Attention 从分类到实现细节

Posted on 2020-07-06 Edited on 2021-03-12 Views: Word count in article: 3.6k Reading time ≈ 13 mins.

Attention的本质可以看做加权求和。

Attention 的 N 种类型

Attention 有很多种不同的类型：Soft Attention、Hard Attention、静态 Attention、动态 Attention、Self Attention 等等。上图为各种Attention的分类，下面是这些不同的 Attention 的解释。

由于这篇文章《Attention 用于 NLP 的一些小结》已经总结的很好的，下面就直接引用了：

本节从计算区域、所用信息、结构层次和模型等方面对 Attention 的形式进行归类。

1. 计算区域

根据 Attention 的计算区域，可以分成以下几种：

1）Soft Attention，这是比较常见的 Attention 方式，对所有 key 求权重概率，每个 key 都有一个对应的权重，是一种全局的计算方式（也可以叫 Global Attention）。这种方式比较理性，参考了所有 key 的内容，再进行加权。但是计算量可能会比较大一些。

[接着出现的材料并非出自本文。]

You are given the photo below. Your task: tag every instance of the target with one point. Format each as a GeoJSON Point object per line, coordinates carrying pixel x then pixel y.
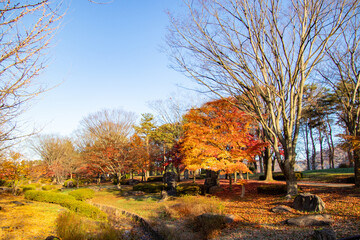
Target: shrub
{"type": "Point", "coordinates": [48, 187]}
{"type": "Point", "coordinates": [82, 194]}
{"type": "Point", "coordinates": [70, 183]}
{"type": "Point", "coordinates": [149, 187]}
{"type": "Point", "coordinates": [209, 226]}
{"type": "Point", "coordinates": [2, 182]}
{"type": "Point", "coordinates": [343, 165]}
{"type": "Point", "coordinates": [155, 179]}
{"type": "Point", "coordinates": [188, 189]}
{"type": "Point", "coordinates": [28, 187]}
{"type": "Point", "coordinates": [71, 226]}
{"type": "Point", "coordinates": [281, 177]}
{"type": "Point", "coordinates": [272, 189]}
{"type": "Point", "coordinates": [66, 201]}
{"type": "Point", "coordinates": [191, 206]}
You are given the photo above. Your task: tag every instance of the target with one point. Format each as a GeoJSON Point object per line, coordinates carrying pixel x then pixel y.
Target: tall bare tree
{"type": "Point", "coordinates": [343, 75]}
{"type": "Point", "coordinates": [26, 28]}
{"type": "Point", "coordinates": [264, 50]}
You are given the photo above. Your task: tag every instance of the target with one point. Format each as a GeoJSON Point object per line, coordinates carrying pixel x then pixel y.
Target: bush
{"type": "Point", "coordinates": [155, 179]}
{"type": "Point", "coordinates": [209, 225]}
{"type": "Point", "coordinates": [188, 189]}
{"type": "Point", "coordinates": [281, 177]}
{"type": "Point", "coordinates": [2, 182]}
{"type": "Point", "coordinates": [48, 187]}
{"type": "Point", "coordinates": [70, 226]}
{"type": "Point", "coordinates": [28, 187]}
{"type": "Point", "coordinates": [66, 201]}
{"type": "Point", "coordinates": [70, 183]}
{"type": "Point", "coordinates": [149, 187]}
{"type": "Point", "coordinates": [343, 165]}
{"type": "Point", "coordinates": [272, 189]}
{"type": "Point", "coordinates": [82, 194]}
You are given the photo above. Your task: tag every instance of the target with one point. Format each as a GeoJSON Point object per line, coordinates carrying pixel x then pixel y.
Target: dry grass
{"type": "Point", "coordinates": [31, 221]}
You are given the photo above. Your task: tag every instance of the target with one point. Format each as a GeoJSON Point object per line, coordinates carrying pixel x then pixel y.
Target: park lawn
{"type": "Point", "coordinates": [329, 175]}
{"type": "Point", "coordinates": [34, 220]}
{"type": "Point", "coordinates": [253, 219]}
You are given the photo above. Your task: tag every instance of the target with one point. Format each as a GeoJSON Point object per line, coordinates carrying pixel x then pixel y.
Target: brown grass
{"type": "Point", "coordinates": [31, 221]}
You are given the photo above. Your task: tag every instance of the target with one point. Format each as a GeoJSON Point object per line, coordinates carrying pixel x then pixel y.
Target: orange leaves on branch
{"type": "Point", "coordinates": [218, 136]}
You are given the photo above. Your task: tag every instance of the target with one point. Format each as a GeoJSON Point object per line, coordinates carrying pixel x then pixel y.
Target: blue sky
{"type": "Point", "coordinates": [106, 56]}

2）Hard Attention，这种方式是直接精准定位到某个 key，其余 key 就都不管了，相当于这个 key 的概率是 1，其余 key 的概率全部是 0。因此这种对齐方式要求很高，要求一步到位，如果没有正确对齐，会带来很大的影响。另一方面，因为不可导，一般需要用强化学习的方法进行训练。（或者使用 gumbel softmax 之类的）

3）Local Attention，这种方式其实是以上两种方式的一个折中，对一个窗口区域进行计算。先用 Hard 方式定位到某个地方，以这个点为中心可以得到一个窗口区域，在这个小区域内用 Soft 方式来算 Attention。

2. 所用信息

假设我们要对一段原文计算 Attention，这里原文指的是我们要做 attention 的文本，那么所用信息包括内部信息和外部信息，内部信息指的是原文本身的信息，而外部信息指的是除原文以外的额外信息。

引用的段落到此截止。